I knew I needed some kind of little table, desk or box next to my ergonomic chair, but this lime-green, plastic storage cube (or rectangular prism) is the perfect height, and is colour-matched to the library’s door trim. I can load the box up with the resources I will be using over the week – books, pictures, my timetable, sample library bags, teaching aids, etc – and they stay safely together until I need them.

Where's Wally? poster rack

As I mentioned in a previous post, I had set up a beautiful display of all of the library’s “Where’s Wally” books late last year but, in the first week of borrowing this year, the highly-motivated student borrowers have cleaned me out! Luckily, I found a giant-sized Where’s Wally?: the magnificent poster book I’d had at home for over a decade, and finally succeeded in finding the inclination to separate the eleven posters within. I had them laminated, made the little checklists into laminated cards, and used the cover art to set up a backup display. My concept is to make good use of the new poster rack we received as part of the BER, and have plenty of Wally items that can be used at lunchtimes. Our library picture collection hangs on two perfectly good racks of their own, and just need a good cull and better cataloguing to work effectively (although the coming of interactive white boards is definitely causing a decline in poster use by the teachers.)

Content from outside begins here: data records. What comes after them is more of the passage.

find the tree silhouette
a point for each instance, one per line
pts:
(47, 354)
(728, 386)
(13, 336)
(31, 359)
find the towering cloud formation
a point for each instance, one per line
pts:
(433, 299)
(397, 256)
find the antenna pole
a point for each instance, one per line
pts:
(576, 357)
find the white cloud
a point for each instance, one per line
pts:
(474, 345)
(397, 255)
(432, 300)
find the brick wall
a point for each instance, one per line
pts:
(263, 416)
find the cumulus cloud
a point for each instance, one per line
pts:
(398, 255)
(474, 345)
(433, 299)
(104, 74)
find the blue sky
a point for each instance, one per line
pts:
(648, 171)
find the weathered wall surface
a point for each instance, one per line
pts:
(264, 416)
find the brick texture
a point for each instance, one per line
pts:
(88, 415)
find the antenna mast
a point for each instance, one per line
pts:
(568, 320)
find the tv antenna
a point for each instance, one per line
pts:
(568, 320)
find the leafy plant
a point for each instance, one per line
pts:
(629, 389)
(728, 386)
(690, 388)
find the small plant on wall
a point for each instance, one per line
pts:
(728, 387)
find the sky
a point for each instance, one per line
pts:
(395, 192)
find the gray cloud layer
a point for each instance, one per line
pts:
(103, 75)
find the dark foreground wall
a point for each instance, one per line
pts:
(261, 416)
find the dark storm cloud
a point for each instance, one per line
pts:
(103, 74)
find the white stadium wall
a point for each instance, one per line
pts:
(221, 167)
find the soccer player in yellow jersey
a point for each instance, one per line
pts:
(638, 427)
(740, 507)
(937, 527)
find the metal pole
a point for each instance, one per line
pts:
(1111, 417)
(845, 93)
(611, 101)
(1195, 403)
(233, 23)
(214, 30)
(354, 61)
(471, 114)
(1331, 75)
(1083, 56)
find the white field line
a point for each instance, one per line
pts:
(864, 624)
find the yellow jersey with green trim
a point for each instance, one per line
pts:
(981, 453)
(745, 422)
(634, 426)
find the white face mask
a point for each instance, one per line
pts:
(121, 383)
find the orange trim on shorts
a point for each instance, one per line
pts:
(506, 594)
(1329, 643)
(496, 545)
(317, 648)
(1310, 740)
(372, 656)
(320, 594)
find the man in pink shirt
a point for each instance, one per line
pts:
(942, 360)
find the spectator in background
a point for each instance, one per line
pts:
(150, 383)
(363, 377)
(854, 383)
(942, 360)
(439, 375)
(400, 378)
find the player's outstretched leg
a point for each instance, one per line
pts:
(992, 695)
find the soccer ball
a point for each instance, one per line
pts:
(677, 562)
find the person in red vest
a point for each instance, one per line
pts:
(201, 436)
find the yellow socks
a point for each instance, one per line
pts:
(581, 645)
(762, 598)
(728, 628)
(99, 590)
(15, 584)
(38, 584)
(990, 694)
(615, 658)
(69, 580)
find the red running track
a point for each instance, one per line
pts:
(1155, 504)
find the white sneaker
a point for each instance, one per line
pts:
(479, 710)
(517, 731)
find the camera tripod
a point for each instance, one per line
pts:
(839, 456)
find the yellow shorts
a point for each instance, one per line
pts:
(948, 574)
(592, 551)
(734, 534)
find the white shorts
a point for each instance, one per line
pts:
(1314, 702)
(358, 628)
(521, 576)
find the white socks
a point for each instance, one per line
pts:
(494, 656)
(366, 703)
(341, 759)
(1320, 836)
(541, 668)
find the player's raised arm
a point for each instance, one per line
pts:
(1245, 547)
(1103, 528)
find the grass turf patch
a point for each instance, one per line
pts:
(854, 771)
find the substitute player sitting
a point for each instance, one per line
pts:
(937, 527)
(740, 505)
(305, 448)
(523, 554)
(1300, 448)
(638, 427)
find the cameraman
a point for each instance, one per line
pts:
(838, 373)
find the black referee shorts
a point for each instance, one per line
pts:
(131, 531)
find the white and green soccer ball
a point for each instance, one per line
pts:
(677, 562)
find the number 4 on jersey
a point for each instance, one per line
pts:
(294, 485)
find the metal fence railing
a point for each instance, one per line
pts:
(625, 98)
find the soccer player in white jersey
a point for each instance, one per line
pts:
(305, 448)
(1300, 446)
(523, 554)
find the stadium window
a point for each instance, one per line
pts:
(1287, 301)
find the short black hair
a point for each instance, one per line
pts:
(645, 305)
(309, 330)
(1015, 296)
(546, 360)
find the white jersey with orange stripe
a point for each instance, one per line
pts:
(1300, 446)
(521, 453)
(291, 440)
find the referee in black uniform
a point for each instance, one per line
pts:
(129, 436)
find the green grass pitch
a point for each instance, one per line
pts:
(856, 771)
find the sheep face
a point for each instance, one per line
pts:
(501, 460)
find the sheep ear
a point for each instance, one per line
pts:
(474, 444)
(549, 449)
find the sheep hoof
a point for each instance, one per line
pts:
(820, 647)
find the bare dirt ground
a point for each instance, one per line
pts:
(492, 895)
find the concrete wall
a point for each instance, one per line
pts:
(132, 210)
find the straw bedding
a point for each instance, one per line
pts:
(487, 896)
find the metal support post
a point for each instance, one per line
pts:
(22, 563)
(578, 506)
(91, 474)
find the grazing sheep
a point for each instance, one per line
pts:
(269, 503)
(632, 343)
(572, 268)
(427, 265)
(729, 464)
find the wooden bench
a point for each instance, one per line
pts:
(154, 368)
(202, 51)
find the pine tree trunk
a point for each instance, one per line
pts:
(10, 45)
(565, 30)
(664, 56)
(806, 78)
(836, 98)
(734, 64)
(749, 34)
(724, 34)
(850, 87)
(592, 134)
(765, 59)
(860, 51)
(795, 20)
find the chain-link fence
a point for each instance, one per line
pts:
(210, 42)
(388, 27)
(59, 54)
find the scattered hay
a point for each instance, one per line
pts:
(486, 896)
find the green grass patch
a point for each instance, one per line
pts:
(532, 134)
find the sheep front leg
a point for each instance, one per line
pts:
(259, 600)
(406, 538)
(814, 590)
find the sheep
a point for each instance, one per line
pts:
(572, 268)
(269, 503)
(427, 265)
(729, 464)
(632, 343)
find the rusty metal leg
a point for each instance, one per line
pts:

I’ve also found a new boxed set of Wally books with a free jigsaw puzzle included. Now I might have the students outnumbered! Maybe.

Stuck on you: going dotty


Wondering what is good for affixing signage and other decore to the fabric walls of your BER school library?

I can highly recommend getting a supply of “hooks only” Velcro dots (eg. from official education suppliers or your local Office Works), and even a long rolled strip of “hooks only” Velcro, if you can find it (eg. Lincraft, Spotlight). If you have to get the long accompanying “fuzzy” strip as well, use it up with some more “hooks only” Velcro dots on hard walls in other locations of the school.

The dots are usually self-adhesive and are best for laminated signage, student/class work on cardboard, and even MDF lettering. The strips of fuzzy Velcro can be glued along the back of light, plastic photo frames with glues such as Selleys’ “Liquid Nails”.

For heavier framed works with glass, which I didn’t trust to Velcro, I hammered in picture frame hooks when no one was around to ask, “Should you be hammering nails into our brand new wall?”

Items that don’t have a flat surface, such as small stuffed toys (below), can be pinned up high and out of reach of little fingers, with bead-ended hatpins.

Captain Underpants
Captain Underpants – his secret of flight: a hatpin.

Building a BER school library

Check it out - again

Happy 2011! Have I told you how easy Photo Peach can be?

Yes, I have! It just took me all of ten minutes to upload these photos of our new BER school library being built, select music, edit captions and play it!

Building a school library (2010)

All ready to share this free Web 2.0 resource with the students and staff tomorrow! Enjoy!

I flocked my clock

Flocked clock

The black “Penrith” clock, on the “newsroom clocks” wall, hasn’t been looking its best against an indigo background. You may recall, I superglued a green satin rim to the perimeter last week, but it simply wasn’t enough to lift the clock from the rich denseness that is the indigo material on the walls. I resisted the urge to add tinsel, petals or a sunburst, because I really liked the simplicity of a “newsroom”. So… now the black clock is also colour-matched to the doors. PVA glue and “Martian green” fake turf (made for decorating the scenery of a model railway), created an effect which is more luxurious and professional than if I’d attempted to paint straight onto the plastic rim.